Letter to the Editor: Student-led diversity conversation should keep growing louder
We write in regards to the recent ongoing conversations about diversity, inspired by the March 16 Strategic Planning Town Hall Forum.
As many of you know, on March 22 Juan Acosta published an article in The Tartan calling for campus leaders to seriously commit to diversity efforts. As a result, undergraduate and graduate students, supported by staff and administration, united as a Student Diversity Committee.
We recognize that it is everyone’s responsibility, including students’, to play a role in fostering a diverse campus community. As a result, we did our part by hosting two student-driven Diversity Forums on April 9 and April 10.
This letter seeks to elevate the voices of students who participated in the forums and calls on Carnegie Mellon’s leadership to share in these continued efforts.
1) Recruiting a Diverse Student Body
Participants in the forums emphasized that expanding Carnegie Mellon’s socioeconomic diversity and representation of domestic minorities is key for developing tomorrow’s leaders. The recent changes to Carnegie Mellon’s underrepresented minority pipeline program (SAMS) has many students concerned that pipeline programs may be disappearing or getting less support.
We call on the university to commit more funding and resources to its pipeline programs at the undergraduate and graduate level. Specifically, we call on the university to focus on efforts such as locally recruiting underrepresented minorities, increasing the percentage of Pell Grant Recipients (in 2013-14 it was only 13 percent), and offering diversity-based fellowships to graduate students.
2) Students’ Learning Experience
Another primary concern at the forums was the representation of diverse faculty and the impact on students’ learning experience. As one participant noted: “It’s hard to see yourself in faculty or staff, but easy in CulinArt.” In addition to faculty representation, the nature of the university’s research and curriculum should address issues of diversity with rigor and open-ended inquiry.
We call on the university to prioritize diversity in hiring faculty and ongoing support for minority employees once they are hired. We call on faculty from across the university to include structured conversations about diversity in their classrooms. Additionally, we call on deans and department heads to direct funding toward research that addresses diversity-based issues.
3) Extracurricular Support
A third recurring theme in our discussions was the siloing of the student body on campus, often by race and culture. We recognize that if students do not engage with those who are different from them, then having a diverse population becomes meaningless.
This siloing of students is often reinforced by the structure of student organizations. We call on the university to provide more advising and funding support for campus-wide diversity programming, especially between student organizations.

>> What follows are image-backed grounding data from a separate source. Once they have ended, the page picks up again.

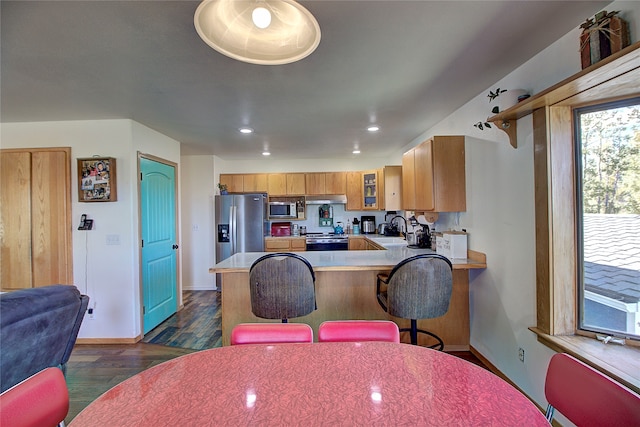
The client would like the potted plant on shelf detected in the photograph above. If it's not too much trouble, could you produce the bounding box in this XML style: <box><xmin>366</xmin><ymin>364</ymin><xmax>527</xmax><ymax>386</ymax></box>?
<box><xmin>217</xmin><ymin>183</ymin><xmax>228</xmax><ymax>195</ymax></box>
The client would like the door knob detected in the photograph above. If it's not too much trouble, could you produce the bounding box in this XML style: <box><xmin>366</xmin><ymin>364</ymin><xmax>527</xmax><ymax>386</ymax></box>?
<box><xmin>172</xmin><ymin>244</ymin><xmax>179</xmax><ymax>250</ymax></box>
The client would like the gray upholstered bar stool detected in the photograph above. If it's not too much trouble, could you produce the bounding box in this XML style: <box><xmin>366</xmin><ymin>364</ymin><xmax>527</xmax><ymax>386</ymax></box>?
<box><xmin>249</xmin><ymin>253</ymin><xmax>316</xmax><ymax>323</ymax></box>
<box><xmin>376</xmin><ymin>254</ymin><xmax>453</xmax><ymax>350</ymax></box>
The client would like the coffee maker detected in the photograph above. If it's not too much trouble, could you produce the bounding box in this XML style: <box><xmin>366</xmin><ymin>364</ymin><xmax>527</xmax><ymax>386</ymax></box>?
<box><xmin>409</xmin><ymin>216</ymin><xmax>431</xmax><ymax>248</ymax></box>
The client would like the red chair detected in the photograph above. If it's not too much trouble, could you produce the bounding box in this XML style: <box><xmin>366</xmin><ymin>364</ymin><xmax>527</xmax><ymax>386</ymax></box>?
<box><xmin>318</xmin><ymin>320</ymin><xmax>400</xmax><ymax>343</ymax></box>
<box><xmin>545</xmin><ymin>353</ymin><xmax>640</xmax><ymax>426</ymax></box>
<box><xmin>0</xmin><ymin>367</ymin><xmax>69</xmax><ymax>427</ymax></box>
<box><xmin>230</xmin><ymin>323</ymin><xmax>313</xmax><ymax>345</ymax></box>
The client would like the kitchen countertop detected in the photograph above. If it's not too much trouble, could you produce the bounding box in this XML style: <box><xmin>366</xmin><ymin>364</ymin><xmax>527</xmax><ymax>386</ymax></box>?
<box><xmin>211</xmin><ymin>237</ymin><xmax>486</xmax><ymax>273</ymax></box>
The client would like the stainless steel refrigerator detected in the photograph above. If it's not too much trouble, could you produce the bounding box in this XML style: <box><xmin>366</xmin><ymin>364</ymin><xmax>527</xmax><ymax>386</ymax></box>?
<box><xmin>215</xmin><ymin>193</ymin><xmax>268</xmax><ymax>263</ymax></box>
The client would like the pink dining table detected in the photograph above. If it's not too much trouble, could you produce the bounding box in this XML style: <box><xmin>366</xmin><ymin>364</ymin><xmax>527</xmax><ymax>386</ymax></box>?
<box><xmin>70</xmin><ymin>342</ymin><xmax>549</xmax><ymax>426</ymax></box>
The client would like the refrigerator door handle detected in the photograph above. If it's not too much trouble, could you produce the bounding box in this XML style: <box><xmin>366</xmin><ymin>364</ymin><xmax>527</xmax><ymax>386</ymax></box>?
<box><xmin>229</xmin><ymin>205</ymin><xmax>236</xmax><ymax>254</ymax></box>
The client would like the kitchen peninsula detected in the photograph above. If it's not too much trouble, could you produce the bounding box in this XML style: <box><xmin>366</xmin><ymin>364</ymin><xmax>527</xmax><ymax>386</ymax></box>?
<box><xmin>211</xmin><ymin>239</ymin><xmax>486</xmax><ymax>349</ymax></box>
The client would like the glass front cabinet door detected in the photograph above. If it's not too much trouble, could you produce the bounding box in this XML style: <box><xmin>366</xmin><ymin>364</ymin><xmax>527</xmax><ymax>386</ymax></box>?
<box><xmin>362</xmin><ymin>170</ymin><xmax>378</xmax><ymax>210</ymax></box>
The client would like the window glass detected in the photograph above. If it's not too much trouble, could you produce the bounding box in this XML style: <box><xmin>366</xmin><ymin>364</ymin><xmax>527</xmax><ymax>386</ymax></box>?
<box><xmin>576</xmin><ymin>98</ymin><xmax>640</xmax><ymax>340</ymax></box>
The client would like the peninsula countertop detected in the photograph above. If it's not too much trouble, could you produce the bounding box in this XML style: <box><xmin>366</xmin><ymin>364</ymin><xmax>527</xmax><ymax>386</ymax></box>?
<box><xmin>210</xmin><ymin>242</ymin><xmax>486</xmax><ymax>273</ymax></box>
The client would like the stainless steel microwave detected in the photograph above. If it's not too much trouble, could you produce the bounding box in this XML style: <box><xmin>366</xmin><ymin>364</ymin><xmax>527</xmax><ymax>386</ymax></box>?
<box><xmin>268</xmin><ymin>202</ymin><xmax>297</xmax><ymax>219</ymax></box>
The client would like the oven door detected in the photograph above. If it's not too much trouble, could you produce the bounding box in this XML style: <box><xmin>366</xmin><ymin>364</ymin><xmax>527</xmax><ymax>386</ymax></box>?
<box><xmin>306</xmin><ymin>241</ymin><xmax>348</xmax><ymax>251</ymax></box>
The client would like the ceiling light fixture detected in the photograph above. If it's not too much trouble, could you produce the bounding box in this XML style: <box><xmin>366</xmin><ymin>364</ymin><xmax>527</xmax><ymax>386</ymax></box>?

We were inspired by the great turnout and the level of critical reflection offered by participants at both diversity forums. The Millennial generation, in particular, is critically attuned to issues of race, gender, class, culture, varying capabilities, and sexual identity. Students offer invaluable insight to Carnegie Mellon’s campus discussions about diversity, and we look forward to seeing this insight reflected in the university’s strategic plan and ultimate implementation.
Our heart is in the work and we hope yours is, too.